Ask all students to work in back-to-back pairs. Say "work in pairs" while gesturing at the example chairs in the front of the classroom. After students are arranged, hand out an "A" sheet and a "B" sheet to each pair. After the majority of the students are done, encourage groups to check if they have written down the right answers with their partners. Say "turn around" and move the example chairs. "Check your answers." FB for this exercise depends upon monitoring -- whatever the students are still having trouble with, drill just as after stage 1. Make sure that students are aware of contractions -- expand "where's" to "where is" for example. I would also like to touch on how we can say "What's Michael's job," if we know Michael's name, instead of "what's his job?"
If it is no later than 8:45, add in the following activity. Write the question "where's he from?" and then write the answer, "He is from England." Below the answer, write the sentence "He's English." Write "noun" under one word, "adjective" under the other. Explain to the the students that the two can be used equivocally by asking the question, giving one answer, asking again, and giving another answer. Practice again using yourself. "Where am I from?" Once they supply the answer, write "USA" on the board and, next to it, "Will is American." Show the students the worksheet. Say "fill in the gap with your partner." Hand out the worksheets and motion to bring the partner pairs together. ICQ: Point to one pair. "What do you do." Elicit the answer "fill in the gaps." FB: Ask the students to supply the answers on the board. Drill for word stress and show how there are patterns. Point out the spelling for the trickier answers.

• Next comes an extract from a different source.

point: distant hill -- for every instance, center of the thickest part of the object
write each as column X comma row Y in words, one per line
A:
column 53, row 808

In this exercise, students will break up into groups and think of as many job titles as they can. To introduce the instructions, invite three students up to the floor. Say to the students, "what's a job?" Prompt them to give you the name of a job. When they say it, write down that job on the whiteboard next to the number one. "What's another job?" Write down the second job next to the number two. Show the students the worksheets. Say, "Group A" and point. Say "Group B" and point. Say "Group C and point," indicating that each group will have a worksheet. Then, say write down "one job, another, another, another another" gesturing so that the students understand the idea of repetition. Point at the clock and say "5 minutes." ICQ: "What do you write down?" "How many?" Arrange the two groups. Ask "who will write?" in each group. Give the sheet to the student selected. Ask the students to wait, please. Once everyone has a sheet, point at the clock again and reiterate "5 minutes." Say "Go!" and let the students begin. For FB, write three columns at the top of the whiteboard. Ask each group what they wrote down one-by-one until you have exhausted all of their answers. There is one anticipated difficulties with this stage. See the problems and solutions section for further details.